Perusal of the genetic pool of immediate family members provides further
insight.
So how can Gleason score draw conclusions about the underlying genetic
potential for tumor aggressiveness simply by looking at the appearance of cells
under a microscope? The answer is to do a comparison of the visual
appearance of cancer cells with the appearance of normal prostate cells. Normal
cells in the prostate perform varied functions but still work together as a
team. Specifically, healthy cells form into definable structures called
glands. In these glands some cells manufacture prostatic fluid, a complex
liquid comprising the ejaculate for the sperm to swim in. Other cells
organize to form ducts, a piping system to drain the fluid from the outer
periphery of the gland and channel it into the middle of the prostate so that a
large quantity of fluid can be expelled through the urethra at just the right
moment. All of these different cells work as a team and coexist in the
prostate functioning together in a structured glandular arrangement.
When a
trained pathologist looks at tumor cells under the microscope he grades them by
the degree of cellular disorder. He is asking himself the question, “How
much do these cells retain the normal glandular characteristics of the prostate
gland?” If a cross section of the tumor looks like an unbroken sheet of
uniform cells, the cancer is high-grade; the cells have lost their ability to
cooperate with each other and form glands. The cancer cells have been honed
down into little race cars with only one mission, to aggressively pursue its
own replicative destiny. When tumors have this appearance they are graded as a
Gleason 9 or 10. On the other hand, if the appearance of the tumor shows
residual glandular components, it is less aggressive, perhaps a Gleason 7.
Gleason 6 “cancer,” the type the one that never spreads, looks almost like
normal prostate gland tissue.
Predicting
future tumor behavior is obviously very important. How fast will it grow?
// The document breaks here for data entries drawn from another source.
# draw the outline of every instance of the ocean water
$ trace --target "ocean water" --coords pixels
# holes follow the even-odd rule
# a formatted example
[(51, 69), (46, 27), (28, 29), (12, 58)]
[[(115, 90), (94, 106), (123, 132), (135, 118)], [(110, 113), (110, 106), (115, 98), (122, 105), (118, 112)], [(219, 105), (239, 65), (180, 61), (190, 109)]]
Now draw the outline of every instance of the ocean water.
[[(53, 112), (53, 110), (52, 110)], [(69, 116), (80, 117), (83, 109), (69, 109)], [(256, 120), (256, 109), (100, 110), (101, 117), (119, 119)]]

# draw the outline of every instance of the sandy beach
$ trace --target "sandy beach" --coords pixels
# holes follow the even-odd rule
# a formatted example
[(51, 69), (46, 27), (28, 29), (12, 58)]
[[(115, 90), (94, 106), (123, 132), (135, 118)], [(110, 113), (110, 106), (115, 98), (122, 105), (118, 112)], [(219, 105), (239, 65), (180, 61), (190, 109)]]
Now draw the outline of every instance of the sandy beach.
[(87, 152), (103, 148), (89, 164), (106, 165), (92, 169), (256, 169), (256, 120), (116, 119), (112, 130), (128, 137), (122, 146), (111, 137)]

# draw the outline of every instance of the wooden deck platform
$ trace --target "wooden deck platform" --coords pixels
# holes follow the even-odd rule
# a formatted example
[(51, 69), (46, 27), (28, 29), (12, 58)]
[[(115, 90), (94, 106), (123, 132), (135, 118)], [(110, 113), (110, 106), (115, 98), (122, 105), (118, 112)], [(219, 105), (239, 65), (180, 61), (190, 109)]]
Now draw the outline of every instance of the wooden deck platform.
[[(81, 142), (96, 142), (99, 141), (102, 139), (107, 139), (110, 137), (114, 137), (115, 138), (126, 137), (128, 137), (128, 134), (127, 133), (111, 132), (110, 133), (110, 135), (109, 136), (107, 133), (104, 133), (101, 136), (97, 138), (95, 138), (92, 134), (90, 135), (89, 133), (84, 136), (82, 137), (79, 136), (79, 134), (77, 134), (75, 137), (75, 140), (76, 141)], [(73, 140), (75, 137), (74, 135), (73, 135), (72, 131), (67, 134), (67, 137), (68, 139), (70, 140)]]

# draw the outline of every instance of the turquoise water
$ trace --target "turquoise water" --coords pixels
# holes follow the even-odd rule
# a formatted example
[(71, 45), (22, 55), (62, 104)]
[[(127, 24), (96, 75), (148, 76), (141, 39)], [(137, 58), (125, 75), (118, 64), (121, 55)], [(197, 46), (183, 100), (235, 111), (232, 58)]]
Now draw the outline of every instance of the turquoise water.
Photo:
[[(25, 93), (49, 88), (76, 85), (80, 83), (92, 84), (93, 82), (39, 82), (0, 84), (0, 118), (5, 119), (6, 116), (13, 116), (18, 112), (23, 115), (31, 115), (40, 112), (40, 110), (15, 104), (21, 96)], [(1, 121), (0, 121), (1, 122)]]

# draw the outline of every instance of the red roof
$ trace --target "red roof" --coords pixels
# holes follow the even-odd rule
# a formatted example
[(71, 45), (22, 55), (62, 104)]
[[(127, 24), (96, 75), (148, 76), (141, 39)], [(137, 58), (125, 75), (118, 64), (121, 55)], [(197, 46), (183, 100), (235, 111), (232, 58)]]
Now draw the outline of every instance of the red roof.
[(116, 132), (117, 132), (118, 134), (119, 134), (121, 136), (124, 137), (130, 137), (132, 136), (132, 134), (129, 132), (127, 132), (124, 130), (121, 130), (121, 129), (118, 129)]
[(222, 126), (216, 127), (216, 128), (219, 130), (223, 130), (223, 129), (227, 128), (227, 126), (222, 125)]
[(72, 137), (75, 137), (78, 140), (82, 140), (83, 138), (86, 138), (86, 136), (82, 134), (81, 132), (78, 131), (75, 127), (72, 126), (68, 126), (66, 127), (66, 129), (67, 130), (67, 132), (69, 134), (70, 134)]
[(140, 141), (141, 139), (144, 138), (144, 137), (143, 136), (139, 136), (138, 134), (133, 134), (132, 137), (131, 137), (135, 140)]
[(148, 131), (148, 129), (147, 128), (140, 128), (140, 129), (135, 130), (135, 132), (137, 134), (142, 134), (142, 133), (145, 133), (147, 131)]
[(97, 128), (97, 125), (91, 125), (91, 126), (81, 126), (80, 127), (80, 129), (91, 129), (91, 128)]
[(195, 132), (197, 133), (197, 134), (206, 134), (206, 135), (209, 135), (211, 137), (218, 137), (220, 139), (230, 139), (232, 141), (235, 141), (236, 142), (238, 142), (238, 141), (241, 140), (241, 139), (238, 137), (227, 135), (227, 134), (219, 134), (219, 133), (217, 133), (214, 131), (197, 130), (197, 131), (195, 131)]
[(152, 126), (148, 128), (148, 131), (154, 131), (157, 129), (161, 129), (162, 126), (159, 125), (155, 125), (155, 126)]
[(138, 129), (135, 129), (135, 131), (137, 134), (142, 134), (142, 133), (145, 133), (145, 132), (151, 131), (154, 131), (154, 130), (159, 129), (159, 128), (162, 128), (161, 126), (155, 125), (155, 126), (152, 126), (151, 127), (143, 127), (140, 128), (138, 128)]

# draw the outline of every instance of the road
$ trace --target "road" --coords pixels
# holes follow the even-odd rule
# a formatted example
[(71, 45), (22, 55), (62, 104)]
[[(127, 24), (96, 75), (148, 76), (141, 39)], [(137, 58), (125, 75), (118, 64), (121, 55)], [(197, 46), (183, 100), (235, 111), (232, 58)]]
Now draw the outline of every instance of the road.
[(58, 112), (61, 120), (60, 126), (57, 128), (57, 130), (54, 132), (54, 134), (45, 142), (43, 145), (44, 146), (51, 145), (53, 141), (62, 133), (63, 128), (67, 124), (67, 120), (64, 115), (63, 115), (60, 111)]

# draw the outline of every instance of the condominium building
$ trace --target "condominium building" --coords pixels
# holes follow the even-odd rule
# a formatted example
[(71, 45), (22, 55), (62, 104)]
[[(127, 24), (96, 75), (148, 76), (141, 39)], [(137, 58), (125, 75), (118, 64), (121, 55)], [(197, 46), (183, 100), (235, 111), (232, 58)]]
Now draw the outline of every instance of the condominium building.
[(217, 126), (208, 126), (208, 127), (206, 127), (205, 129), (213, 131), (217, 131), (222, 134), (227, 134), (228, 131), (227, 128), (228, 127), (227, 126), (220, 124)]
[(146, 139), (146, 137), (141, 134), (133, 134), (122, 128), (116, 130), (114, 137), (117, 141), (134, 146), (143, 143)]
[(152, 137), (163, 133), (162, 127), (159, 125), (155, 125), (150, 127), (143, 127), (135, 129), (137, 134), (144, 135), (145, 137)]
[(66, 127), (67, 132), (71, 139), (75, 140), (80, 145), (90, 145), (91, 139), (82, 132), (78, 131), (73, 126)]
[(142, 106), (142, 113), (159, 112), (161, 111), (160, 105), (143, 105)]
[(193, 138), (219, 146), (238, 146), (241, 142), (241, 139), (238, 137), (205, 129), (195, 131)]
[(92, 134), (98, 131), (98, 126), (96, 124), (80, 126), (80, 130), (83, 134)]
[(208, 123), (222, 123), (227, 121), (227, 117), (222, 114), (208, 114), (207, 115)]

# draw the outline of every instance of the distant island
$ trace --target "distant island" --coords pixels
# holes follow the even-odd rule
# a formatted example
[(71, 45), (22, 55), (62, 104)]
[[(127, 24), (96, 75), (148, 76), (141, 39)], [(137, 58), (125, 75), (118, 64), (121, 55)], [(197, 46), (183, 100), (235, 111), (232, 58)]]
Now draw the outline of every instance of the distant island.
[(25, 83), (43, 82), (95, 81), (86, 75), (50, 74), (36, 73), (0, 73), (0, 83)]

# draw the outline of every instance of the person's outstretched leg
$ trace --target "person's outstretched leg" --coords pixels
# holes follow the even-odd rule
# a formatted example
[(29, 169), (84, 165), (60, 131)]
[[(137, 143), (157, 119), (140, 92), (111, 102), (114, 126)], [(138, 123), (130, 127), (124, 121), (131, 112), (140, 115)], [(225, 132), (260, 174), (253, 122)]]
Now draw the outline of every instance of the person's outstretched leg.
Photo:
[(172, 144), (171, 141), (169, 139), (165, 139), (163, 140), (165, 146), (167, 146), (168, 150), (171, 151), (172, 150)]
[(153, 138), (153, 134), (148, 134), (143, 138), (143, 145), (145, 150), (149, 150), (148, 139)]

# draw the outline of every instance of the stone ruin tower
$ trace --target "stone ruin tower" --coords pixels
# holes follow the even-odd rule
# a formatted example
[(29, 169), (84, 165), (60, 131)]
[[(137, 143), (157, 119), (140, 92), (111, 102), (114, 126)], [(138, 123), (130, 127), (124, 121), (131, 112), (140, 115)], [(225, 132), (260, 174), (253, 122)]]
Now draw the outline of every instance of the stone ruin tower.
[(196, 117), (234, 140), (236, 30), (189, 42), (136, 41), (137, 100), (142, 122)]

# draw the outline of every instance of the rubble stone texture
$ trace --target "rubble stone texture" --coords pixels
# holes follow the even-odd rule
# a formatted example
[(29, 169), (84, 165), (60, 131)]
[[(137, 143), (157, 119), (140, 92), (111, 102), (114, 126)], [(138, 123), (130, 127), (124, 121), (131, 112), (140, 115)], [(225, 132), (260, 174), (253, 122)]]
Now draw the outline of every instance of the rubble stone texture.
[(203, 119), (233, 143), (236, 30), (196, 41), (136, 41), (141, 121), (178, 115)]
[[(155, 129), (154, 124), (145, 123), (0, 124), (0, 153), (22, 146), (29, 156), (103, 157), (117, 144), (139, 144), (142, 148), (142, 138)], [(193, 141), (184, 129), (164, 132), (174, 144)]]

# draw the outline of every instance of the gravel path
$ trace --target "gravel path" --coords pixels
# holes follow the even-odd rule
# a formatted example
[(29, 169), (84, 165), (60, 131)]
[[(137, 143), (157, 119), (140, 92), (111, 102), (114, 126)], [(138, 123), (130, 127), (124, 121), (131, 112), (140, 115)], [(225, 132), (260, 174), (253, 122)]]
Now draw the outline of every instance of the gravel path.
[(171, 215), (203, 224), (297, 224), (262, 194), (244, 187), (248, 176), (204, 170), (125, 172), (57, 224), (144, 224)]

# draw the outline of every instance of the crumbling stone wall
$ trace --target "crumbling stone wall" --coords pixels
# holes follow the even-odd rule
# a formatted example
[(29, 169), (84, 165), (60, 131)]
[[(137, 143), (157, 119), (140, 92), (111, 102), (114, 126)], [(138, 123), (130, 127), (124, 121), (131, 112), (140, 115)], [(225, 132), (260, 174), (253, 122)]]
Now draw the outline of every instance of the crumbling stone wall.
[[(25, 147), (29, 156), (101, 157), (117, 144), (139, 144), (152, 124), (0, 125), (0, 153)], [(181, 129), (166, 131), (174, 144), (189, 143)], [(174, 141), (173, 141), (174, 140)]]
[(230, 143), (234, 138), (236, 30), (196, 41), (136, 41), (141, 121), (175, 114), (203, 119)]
Is it likely to spread? How well can it be expected to respond to treatment? As
a result of decades of experience, doctors have learned to use the Gleason
scoring system to accurately predict the long-term outcome in individual
patients. The new GAT tests represent an important additional refinement,
further enhancing our ability to predict the future behavior of an individual
cancer. GAT holds one even bigger promise. In the future we believe GAT
testing will be a powerful aid in the selection of targeted therapy, i.e.,
picking cancer treatments with anticancer activity tailored to individual tumor
types. This hope, however, will have to be postponed until our limited
armamentarium of effective treatments is further expanded.
Now, what is
it that I consider to be the most exciting
area of medical progress? Since I am an impatient type of guy, someone who is
looking for quick results, I find immunotherapy more exciting than GAT. To
fully exploit the potential of GAT we will need to invent new pills for each of
the myriad of genetically different tumor types. Immunotherapy on the other
hand comes with its own “built-in” GAT system that enables it to target the
unique genetic signature of individual cancer cells. The immune system is so
smart, all we have to do is “flip the switch on” and starts cranking out
genetically targeted anticancer therapy. Recent developments in the field of
immunology are truly mind-boggling and hold promise for a big revolution in
cancer therapy within the next 5-10 years. I’ll try to address some of
these recent advances in an upcoming blog.